One thing I've been told many times when I hand in my keys is "That's too much weight on that key ring" On my jeep I got it the first time I pulled up my keys.. Then I pushed a button and the ignition key fell off on the counter and I put the rest back in my pocket.. On the motor home I told them "You will understand when you go to drive it in" (a 2nd key was already in the ignition. No ring. Just the key) With column mounted locks you do not wear out the swich (it's not there) but you may wear out the lock.. With dash mounted switches you wear out the actual switch.
 
UPDATE:

Started the coach, took it to the shop doing the new setup on the toad for flat towing and, as I had feared, could not stop the coach engine. Found a shop to work on the issue… finished up with the hitch folks and filled up on the way to the engine shop. After talking with service mgr there, we’re about 98% sure it’s the switch. We’re in a hotel and Rosie is plugged in a 20, 120v outlet awaiting repair (hopefully tmw). The engine shop stopped the engine by finding (and pulling) the ECM fuse…. So at least she isn’t running all night. She’s asking for a regen burn and the shop she’s at is an International shop. I told them about her ask for the regen and they’re very aware and will take care of it.

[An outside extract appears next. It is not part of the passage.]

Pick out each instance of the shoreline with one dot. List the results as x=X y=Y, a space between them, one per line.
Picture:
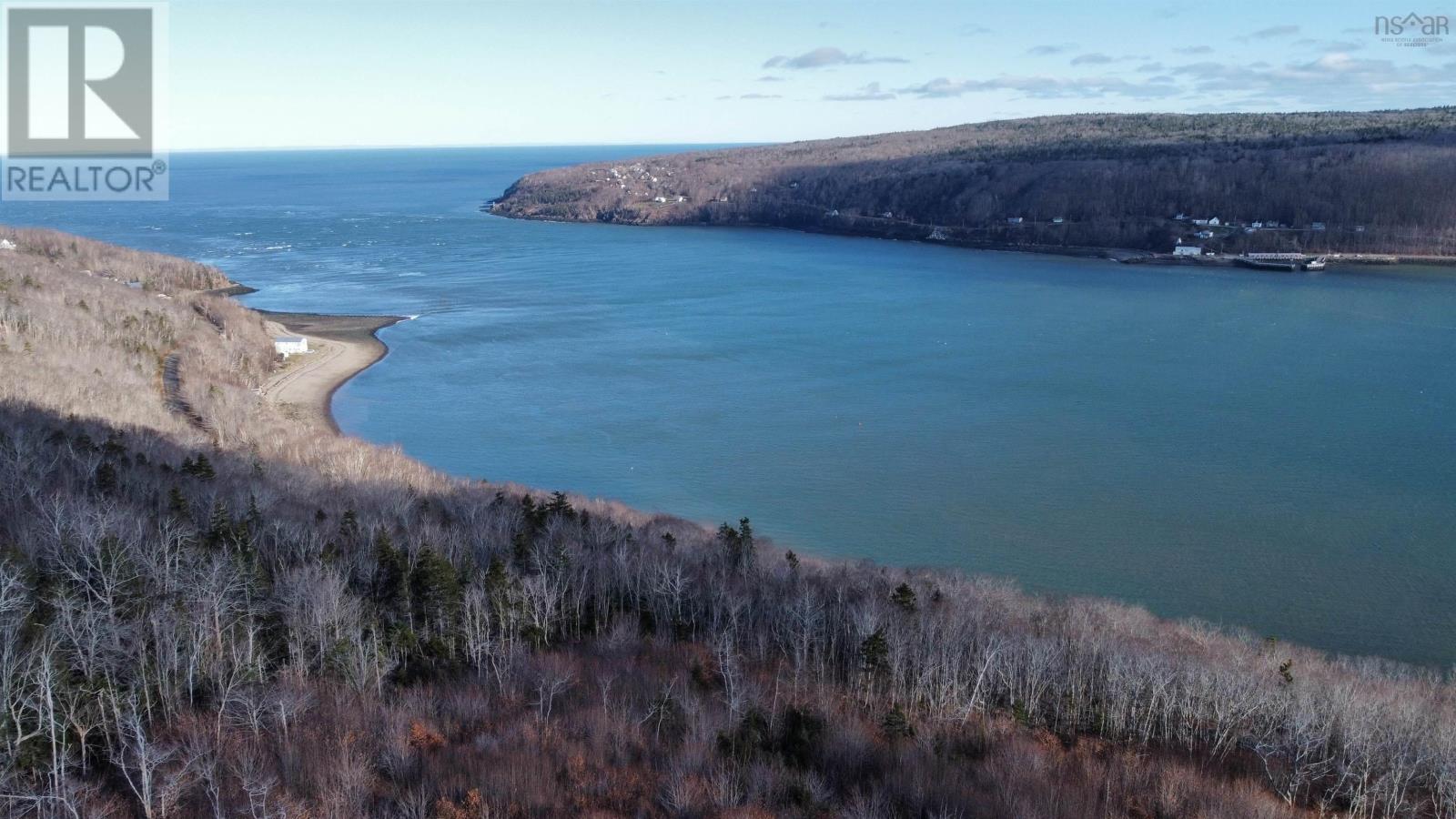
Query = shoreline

Thanks again for all the replies and suggestions! I’ll post the final outcome.
 
Were do you stick the key?
A slot in the dash or a slot on the side of the steering column?
In the first case.. I'd say replace the switch assembly. And a warning to follow.
In the second. there may be an adjustment. You will need someone skilled in that vehicle (The chassis maker) to tell you more but there may be an adjustment and a screw loose about 1-2 feet from the key slot (Under the dash) I recommend finding someone who knows where and how however if you do not already know where and how.

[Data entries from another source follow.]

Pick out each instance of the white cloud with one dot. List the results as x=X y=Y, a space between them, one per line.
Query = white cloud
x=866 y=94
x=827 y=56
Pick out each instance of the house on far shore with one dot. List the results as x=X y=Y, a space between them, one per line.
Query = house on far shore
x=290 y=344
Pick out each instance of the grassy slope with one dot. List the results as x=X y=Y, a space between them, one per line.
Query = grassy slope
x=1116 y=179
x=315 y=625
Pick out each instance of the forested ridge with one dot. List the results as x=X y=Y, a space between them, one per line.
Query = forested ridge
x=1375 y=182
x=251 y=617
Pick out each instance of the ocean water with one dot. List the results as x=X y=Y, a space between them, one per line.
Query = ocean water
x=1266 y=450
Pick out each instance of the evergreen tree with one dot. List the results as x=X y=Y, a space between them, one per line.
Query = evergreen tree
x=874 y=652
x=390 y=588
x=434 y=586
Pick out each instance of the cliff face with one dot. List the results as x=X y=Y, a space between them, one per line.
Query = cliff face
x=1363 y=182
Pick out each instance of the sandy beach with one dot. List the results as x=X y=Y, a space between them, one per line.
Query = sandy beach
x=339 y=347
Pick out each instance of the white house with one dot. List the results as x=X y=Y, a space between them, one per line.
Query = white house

One thing I've been told many times when I hand in my keys is "That's too much weight on that key ring" On my jeep I got it the first time I pulled up my keys.. Then I pushed a button and the ignition key fell off on the counter and I put the rest back in my pocket.. On the motor home I told them "You will understand when you go to drive it in" (a 2nd key was already in the ignition. No ring. Just the key) With column mounted locks you do not wear out the swich (it's not there) but you may wear out the lock.. With dash mounted switches you wear out the actual switch.
The ignition switch is on the dash facia… not integrated with the steering column at all.
 
The ignition switch is on the dash facia… not integrated with the steering column at all.
In this case yes too many keys on the ring (I recall one day saying the problem with motor homes. Held up my key ring and said "They all fit:") can wear the switch.

The column mounted ones it only wears the lock.

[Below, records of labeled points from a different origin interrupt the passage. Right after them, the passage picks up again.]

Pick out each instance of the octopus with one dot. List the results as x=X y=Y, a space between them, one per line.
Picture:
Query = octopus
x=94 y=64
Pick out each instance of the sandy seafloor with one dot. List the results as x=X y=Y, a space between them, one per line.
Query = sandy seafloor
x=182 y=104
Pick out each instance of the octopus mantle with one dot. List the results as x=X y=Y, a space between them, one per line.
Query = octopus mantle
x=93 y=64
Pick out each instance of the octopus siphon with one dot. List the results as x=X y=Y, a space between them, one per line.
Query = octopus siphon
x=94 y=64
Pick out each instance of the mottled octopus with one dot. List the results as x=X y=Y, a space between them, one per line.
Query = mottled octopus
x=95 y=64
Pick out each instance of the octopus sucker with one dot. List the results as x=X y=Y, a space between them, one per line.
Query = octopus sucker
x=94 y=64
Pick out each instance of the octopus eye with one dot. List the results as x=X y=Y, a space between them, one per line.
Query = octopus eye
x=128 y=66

In my trailer days the wife had a Ford LTD and it pulled the PUP. One day the ignition lock broke so I popped the cylinder and started it with my Detroit Key (Screwdriver) so we could go camping for the weekend.... Then got a new cylinder when we got back home from the local lock shop.
 
In this case yes too many keys on the ring (I recall one day saying the problem with motor homes. Held up my key ring and said "They all fit:") can wear the switch.

The column mounted ones it only wears the lock.

In my trailer days the wife had a Ford LTD and it pulled the PUP. One day the ignition lock broke so I popped the cylinder and started it with my Detroit Key (Screwdriver) so we could go camping for the weekend.... Then got a new cylinder when we got back home from the local lock shop.
The coach’s ignition key is alone on its ring.
 
UPDATE: The relay that isolates the coach and chassis batteries wasn’t isolating them. (i.e. it was acting as if the momentary combiner switch was being held down.) That symptom was resolved by turning both battery banks off at same time… the engine now stops with turning the key off. I won’t be surprised if that symptom returns, but at least for now, we can travel.

EXCEPT we have a new(er) problem. Our brake lights won’t turn off. I don’t see how it could be related, but it seems highly suspect to coincidentally start when the engine not stopping problem ceased.

The brake lights stay on, regardless of brake pedal or parking brake position. Turn signals and four-ways still work. Turning off the chassis batteries is the only way to get the brake lights off.

I believe I will start a new thread.